You Have Asked …
What are common complications associated with external coaptation, and how can their occurrence be minimized?
The Expert Says …
External coaptation refers to the use of casts, splints, bandages, hobbles, orthotics, or slings to help stabilize fractures or luxations, to reduce postoperative swelling, or to help manage and protect wounds.1,2
Careful attention to the suitability and application of external coaptation is important; inappropriate application and/or case selection can lead to unsatisfactory results.2 (For application tips, see General Guidelines for Applying External Coaptation.) Adequate monitoring of the bandage by the clinician and the pet owner can help to minimize complications—or at least identify and address problems before major issues occur.
General Guidelines for Applying External Coaptation
- Patient selection is important.3
For example, immature patients with simple fractures are better suited for fracture stabilization using a cast, as they heal quickly and will need only a short period of limb immobilization.3 However, fractures of the distal radius and ulna in miniature and toy breeds, regardless of age, are not good cases for external coaptation, as this often results in delayed union or nonunion.4,5 Rigid stabilization is required for management of these fractures.4,5
External coaptation is also challenging in chondrodystrophic breeds, well-muscled dogs, and obese patients, as it is difficult to conform and maintain the cast, splint, or bandage, particularly on the upper limb.2,3 Extra care should be taken in sighthounds, which are more likely to develop cast-associated soft tissue injuries as compared with other breeds.6
- External coaptation is most easily applied over short hair.

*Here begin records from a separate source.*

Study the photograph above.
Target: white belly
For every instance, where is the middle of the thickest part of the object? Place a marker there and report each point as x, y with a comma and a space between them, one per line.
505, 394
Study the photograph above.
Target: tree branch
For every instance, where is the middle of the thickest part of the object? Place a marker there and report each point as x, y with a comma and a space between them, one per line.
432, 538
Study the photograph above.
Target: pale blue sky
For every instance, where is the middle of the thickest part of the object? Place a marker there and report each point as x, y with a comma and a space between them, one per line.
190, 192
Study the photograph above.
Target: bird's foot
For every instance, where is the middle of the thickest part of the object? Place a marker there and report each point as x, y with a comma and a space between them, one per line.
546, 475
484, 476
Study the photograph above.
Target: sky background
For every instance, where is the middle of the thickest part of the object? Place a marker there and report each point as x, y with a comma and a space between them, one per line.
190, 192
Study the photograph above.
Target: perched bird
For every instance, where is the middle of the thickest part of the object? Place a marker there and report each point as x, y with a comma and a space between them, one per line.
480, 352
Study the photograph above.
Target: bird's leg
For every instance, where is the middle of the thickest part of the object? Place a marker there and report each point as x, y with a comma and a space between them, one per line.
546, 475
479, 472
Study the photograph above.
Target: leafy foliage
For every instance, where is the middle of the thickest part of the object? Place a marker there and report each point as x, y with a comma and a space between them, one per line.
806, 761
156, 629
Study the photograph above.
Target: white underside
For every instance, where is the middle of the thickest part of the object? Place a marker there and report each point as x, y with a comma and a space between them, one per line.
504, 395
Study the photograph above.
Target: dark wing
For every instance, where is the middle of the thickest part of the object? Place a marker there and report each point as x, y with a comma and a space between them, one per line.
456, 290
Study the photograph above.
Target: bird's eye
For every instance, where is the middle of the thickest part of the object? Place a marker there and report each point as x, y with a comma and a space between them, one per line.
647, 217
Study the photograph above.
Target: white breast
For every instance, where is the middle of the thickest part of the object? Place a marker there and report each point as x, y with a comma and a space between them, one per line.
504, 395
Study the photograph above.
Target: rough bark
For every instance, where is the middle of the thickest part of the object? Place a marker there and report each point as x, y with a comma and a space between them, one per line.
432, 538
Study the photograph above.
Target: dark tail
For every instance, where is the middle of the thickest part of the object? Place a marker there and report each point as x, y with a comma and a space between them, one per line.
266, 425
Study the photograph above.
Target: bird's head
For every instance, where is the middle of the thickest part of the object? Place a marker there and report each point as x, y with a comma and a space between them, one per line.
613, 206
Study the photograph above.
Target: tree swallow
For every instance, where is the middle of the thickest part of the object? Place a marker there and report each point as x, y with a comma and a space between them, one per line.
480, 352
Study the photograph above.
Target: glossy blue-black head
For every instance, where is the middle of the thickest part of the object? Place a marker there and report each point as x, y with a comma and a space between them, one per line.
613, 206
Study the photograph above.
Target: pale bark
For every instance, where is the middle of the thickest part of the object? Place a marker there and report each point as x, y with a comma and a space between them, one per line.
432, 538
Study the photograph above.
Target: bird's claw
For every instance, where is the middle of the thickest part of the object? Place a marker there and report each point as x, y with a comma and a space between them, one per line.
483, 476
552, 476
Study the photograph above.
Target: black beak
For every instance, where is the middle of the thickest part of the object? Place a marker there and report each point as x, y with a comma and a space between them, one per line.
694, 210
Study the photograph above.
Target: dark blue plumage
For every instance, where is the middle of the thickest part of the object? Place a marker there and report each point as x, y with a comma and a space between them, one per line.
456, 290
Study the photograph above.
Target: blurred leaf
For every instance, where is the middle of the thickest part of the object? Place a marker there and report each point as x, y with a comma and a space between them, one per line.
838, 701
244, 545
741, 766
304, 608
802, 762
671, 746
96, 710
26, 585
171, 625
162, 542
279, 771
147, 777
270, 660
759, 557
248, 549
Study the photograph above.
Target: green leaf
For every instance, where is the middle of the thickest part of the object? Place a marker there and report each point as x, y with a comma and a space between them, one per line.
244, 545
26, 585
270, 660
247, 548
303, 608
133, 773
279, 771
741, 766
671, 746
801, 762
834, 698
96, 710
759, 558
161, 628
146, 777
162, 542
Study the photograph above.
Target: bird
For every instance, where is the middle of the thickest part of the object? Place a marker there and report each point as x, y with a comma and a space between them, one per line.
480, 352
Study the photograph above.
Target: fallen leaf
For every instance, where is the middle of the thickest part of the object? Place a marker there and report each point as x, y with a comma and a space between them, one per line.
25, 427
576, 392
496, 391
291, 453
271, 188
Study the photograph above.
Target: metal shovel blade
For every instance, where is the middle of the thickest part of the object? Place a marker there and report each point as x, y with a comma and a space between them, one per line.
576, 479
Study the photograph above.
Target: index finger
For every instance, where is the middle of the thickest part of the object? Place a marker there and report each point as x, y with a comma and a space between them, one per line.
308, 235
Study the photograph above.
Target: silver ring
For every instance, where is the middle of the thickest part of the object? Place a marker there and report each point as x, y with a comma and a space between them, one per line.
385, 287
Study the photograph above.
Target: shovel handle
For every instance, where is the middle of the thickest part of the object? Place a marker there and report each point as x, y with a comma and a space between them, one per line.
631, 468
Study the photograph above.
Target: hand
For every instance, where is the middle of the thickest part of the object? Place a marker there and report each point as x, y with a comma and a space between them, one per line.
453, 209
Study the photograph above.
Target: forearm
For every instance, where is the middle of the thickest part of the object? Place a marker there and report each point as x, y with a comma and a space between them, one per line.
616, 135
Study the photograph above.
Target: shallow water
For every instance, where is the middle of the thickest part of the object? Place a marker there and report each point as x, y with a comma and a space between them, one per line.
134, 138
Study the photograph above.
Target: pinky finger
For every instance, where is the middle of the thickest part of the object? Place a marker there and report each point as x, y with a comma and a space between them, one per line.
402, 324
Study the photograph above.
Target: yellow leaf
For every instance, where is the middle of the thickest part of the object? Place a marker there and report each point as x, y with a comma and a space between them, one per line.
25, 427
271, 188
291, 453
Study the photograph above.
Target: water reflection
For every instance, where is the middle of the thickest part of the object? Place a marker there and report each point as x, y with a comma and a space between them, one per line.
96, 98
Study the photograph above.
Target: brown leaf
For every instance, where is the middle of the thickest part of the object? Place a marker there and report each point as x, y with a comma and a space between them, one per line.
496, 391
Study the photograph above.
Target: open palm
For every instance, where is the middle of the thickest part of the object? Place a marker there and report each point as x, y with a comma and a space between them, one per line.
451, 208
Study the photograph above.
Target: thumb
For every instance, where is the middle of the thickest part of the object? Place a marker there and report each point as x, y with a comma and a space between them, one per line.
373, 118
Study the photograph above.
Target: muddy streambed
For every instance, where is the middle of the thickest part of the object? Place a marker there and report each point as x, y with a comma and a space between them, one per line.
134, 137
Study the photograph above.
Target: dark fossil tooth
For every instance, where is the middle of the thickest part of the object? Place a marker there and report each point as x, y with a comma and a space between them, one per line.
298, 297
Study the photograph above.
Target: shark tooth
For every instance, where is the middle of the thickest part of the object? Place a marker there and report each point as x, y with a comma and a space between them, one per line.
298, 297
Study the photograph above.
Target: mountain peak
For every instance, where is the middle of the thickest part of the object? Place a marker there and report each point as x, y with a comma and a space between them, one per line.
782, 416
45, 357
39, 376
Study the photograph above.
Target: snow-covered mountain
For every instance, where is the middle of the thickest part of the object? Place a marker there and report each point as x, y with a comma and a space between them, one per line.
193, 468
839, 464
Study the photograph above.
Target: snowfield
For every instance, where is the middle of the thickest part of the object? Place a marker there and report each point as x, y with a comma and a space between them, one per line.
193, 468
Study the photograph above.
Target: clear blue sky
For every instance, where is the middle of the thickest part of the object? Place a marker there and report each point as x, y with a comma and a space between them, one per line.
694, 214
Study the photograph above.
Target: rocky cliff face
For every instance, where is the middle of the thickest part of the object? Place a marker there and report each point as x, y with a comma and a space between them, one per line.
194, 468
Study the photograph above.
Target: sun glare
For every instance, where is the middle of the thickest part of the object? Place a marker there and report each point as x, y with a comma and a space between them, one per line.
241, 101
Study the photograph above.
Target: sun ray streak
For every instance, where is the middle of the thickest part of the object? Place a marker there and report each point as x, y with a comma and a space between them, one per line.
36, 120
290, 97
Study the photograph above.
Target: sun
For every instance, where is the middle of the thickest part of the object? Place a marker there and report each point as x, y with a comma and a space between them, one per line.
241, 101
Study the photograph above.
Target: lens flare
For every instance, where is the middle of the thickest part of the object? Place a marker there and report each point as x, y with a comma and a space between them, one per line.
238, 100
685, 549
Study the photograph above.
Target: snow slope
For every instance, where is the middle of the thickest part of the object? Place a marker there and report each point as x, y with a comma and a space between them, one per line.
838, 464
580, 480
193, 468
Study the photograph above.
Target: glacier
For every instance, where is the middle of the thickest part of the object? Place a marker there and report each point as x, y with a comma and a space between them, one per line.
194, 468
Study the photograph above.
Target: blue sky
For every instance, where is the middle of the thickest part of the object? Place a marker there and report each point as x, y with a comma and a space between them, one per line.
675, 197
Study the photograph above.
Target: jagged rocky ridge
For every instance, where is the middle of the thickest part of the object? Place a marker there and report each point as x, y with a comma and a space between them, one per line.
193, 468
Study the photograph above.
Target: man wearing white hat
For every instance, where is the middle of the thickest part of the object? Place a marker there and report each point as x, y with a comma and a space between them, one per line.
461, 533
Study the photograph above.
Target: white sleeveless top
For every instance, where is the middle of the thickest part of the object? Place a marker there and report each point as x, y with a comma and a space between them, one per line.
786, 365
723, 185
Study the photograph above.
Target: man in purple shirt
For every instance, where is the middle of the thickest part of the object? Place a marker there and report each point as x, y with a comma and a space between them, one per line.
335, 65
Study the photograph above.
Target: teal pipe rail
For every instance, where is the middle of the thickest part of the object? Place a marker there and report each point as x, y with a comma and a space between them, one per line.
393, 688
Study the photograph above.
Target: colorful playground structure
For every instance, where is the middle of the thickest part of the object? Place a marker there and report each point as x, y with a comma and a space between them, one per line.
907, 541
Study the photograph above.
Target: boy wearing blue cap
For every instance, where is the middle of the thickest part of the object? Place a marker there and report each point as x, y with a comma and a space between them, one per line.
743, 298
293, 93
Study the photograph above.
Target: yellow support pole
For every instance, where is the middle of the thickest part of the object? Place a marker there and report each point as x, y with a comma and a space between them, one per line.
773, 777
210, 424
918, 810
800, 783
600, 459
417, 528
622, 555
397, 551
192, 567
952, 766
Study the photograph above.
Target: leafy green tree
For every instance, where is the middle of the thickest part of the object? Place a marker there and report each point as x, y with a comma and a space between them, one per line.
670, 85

This minimizes the chances of slipping and concealment. The hair should be trimmed or clipped in long-haired breeds.
- Sedation or anesthesia is recommended for application of bandages and casts.
- Completed casts and bandages should have a smooth appearance.
Moderate pressure should be used when applying casting tape, which should overlap the preceding wrap by 50%.7 Wrinkles and bulges can become pressure points that can lead to the development of sores. When drying, the palm of the hand should be used to support a cast to avoid indentations created by the fingers.2,8,9
- Placing donuts over bony prominences should be considered.3
When using donuts, ensure that they are appropriately wrapped and not mobile within the bandage, as this can lead to abrasions.
- Even application of full-length cast-padding, particularly under casts, is recommended to decrease pressure on the skin.10
- Stirrups should be applied before placing certain bandages to minimize slipping.
Note, however, that stirrups will not help with an improperly applied bandage.2 One author recommends placing stirrups on the dorsal and palmar/plantar aspects of the distal limb unless precluded by a wound or incision. This avoids applying medial-lateral pressure with the stirrups, which can lead to sores as a result of one toe nail digging into an adjacent toe or of the cast or bandage rubbing on the toes during weight bearing.2
- Apply coaptation with the limb at a functional angle.
This is best achieved using an assistant who keeps the limb in the appropriate position throughout the process.
- Bandages should not completely cover the toes (with few exceptions).
The nails and pads of digits 3 and 4 should be visible to assess for swelling and hypothermia. Initial bandage injuries will likely manifest in the first 24-48 hours of bandage application; therefore, bandages should be reassessed 24 hours after application.11 This is important, as many bandages in veterinary medicine are applied under sedation or anesthesia—particularly casts in cases that are considered at high risk for developing complications.6
- If there are any issues associated with a bandage, cast, splint, it should be removed, the limb evaluated, and the coaptation replaced.2
In some cases, an alternative method of stabilization may need to be considered.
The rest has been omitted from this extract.